|Get heart smart now|
|Think you’re too young to worry about high blood pressure? Think again.|
Your numbers at a glance
|Blood pressure||less than 120/80 mm Hg|
| Total cholesterol||less than 200 mg/dL|
| LDL (bad cholesterol)||100–129 mg/dL for people not at risk for heart disease; below 100 mg/dL for people at risk; below 70 mg/dL for people at very high risk|
| HDL (good cholesterol)||at least 60 mg/dL|
| Triglycerides||below 150 mg/dL|
| BMI (body mass index)||18.5–24.9|
High blood pressure and cholesterol are only a concern for older people, right? Not quite. Start laying the groundwork now to protect your heart in the years ahead. Do your part to ward off one condition, and you’ll likely prevent the other, as many of the habits that lower cholesterol also affect blood pressure. Get started:
- Know your numbers. Have your blood pressure checked regularly and ask for a cholesterol screening every five years, starting at age 20. A simple fasting blood test gives you your total cholesterol and breaks it down into HDL (good) and LDL (bad) cholesterol. The test also measures triglycerides, another type of blood fat. If your readings are high or getting higher, take action. Ask your healthcare provider what an ideal weight is for you. This may be expressed as a body mass index (BMI), a number ranging from less than 18.5 (underweight) to more than 30 (obese), based on your weight and height.
- Trim the fat. Cut back on fried treats and fatty meats loaded with saturated fat and cholesterol, and ease up on doughnuts, cookies and cakes, which can harbor trans fats, the unhealthiest fat of all. Instead, eat more fruits, vegetables and high-fiber oats, beans and barley. Curtail salt use (no more than 2,400 mg of sodium a day) and limit alcohol intake to one drink a day.

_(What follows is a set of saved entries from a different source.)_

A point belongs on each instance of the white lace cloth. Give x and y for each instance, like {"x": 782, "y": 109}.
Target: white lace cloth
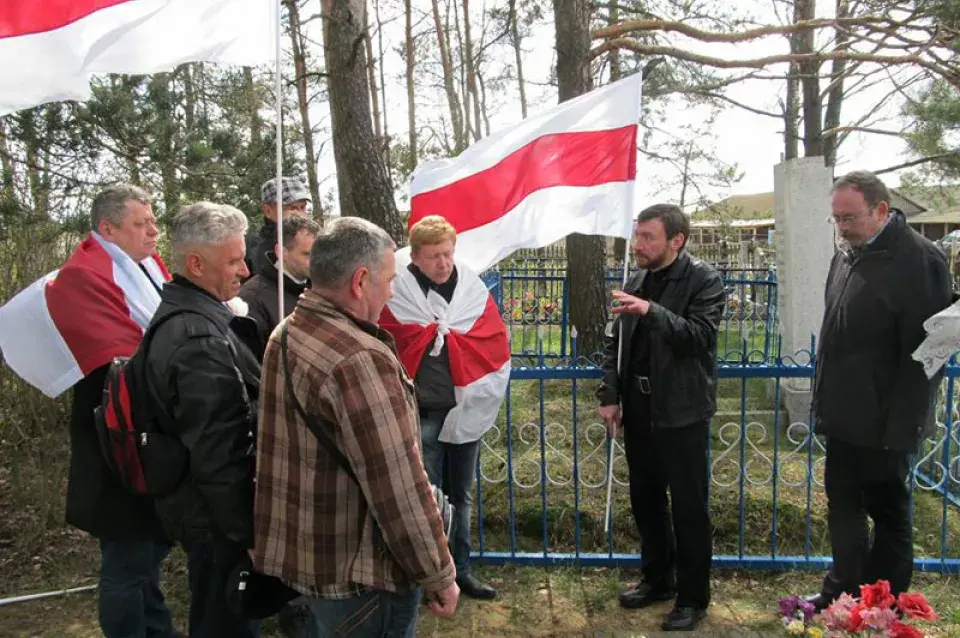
{"x": 943, "y": 340}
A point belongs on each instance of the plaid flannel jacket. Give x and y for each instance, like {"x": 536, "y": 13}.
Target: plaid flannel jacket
{"x": 315, "y": 528}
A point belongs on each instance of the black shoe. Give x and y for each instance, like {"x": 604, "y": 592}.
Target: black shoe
{"x": 683, "y": 619}
{"x": 296, "y": 621}
{"x": 644, "y": 595}
{"x": 472, "y": 587}
{"x": 819, "y": 601}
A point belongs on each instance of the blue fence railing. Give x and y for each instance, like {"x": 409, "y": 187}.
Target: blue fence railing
{"x": 535, "y": 302}
{"x": 541, "y": 476}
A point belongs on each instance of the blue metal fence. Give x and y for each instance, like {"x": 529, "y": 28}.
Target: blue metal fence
{"x": 541, "y": 477}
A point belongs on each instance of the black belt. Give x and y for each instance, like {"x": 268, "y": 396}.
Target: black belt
{"x": 642, "y": 383}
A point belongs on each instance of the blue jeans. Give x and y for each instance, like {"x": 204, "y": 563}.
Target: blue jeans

- Get moving. Exercise can raise good cholesterol, improve the way your heart functions and help you maintain a healthy weight. Aim for 30 minutes a day.

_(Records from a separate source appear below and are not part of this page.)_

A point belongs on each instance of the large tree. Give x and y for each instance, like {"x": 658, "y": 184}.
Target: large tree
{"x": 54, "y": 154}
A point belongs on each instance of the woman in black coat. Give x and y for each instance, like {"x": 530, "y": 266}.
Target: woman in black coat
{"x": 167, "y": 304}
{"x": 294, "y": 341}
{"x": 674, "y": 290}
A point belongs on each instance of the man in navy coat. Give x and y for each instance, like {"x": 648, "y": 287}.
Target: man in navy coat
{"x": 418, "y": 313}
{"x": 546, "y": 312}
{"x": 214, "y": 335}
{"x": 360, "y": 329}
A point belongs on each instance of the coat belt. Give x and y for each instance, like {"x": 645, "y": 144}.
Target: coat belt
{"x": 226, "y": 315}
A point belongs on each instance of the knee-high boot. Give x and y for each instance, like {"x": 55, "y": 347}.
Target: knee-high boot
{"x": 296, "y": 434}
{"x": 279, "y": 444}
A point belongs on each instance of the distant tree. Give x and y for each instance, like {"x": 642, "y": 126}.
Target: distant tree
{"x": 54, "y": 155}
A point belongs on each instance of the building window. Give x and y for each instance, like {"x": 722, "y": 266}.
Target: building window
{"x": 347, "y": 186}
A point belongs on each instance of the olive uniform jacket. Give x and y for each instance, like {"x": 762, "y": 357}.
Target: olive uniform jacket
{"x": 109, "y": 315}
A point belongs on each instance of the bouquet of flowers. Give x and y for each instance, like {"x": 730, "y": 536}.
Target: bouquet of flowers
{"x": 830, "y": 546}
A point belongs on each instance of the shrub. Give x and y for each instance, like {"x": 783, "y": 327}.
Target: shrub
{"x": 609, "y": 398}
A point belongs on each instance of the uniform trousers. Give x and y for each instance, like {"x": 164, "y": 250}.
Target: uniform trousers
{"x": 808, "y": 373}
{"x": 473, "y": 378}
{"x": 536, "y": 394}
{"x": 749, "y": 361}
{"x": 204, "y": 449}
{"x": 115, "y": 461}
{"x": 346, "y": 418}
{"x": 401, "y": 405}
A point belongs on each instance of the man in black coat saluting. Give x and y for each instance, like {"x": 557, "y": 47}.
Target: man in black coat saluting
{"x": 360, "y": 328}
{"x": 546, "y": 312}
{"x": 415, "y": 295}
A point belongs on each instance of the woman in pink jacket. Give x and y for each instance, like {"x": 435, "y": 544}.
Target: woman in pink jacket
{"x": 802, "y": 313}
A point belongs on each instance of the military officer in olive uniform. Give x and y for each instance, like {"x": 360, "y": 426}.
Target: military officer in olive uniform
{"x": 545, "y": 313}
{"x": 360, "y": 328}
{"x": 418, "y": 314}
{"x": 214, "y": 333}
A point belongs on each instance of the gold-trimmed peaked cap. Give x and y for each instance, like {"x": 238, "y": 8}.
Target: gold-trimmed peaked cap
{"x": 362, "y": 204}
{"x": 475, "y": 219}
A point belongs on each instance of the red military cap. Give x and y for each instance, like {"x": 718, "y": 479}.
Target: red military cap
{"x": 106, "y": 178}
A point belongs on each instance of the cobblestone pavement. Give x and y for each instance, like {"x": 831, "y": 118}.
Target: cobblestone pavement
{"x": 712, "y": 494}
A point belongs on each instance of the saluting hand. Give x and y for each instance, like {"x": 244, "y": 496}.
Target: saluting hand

- Kick butt. Smoking damages blood vessels, lowers good cholesterol and increases blood clot risks. If you’re having a tough time quitting, ask your healthcare provider for help.
- De-stress. Short-term stress (caused by, say, a traffic jam or your screaming toddler) sends blood pressure soaring. And when you’re tense, you may head straight for the cookie jar. Reducing—or getting a better grip on—the stress in your life may stop you from smoking and eating unhealthy foods.
If your high blood pressure or cholesterol just won’t budge, speak with your healthcare provider, who may prescribe medication.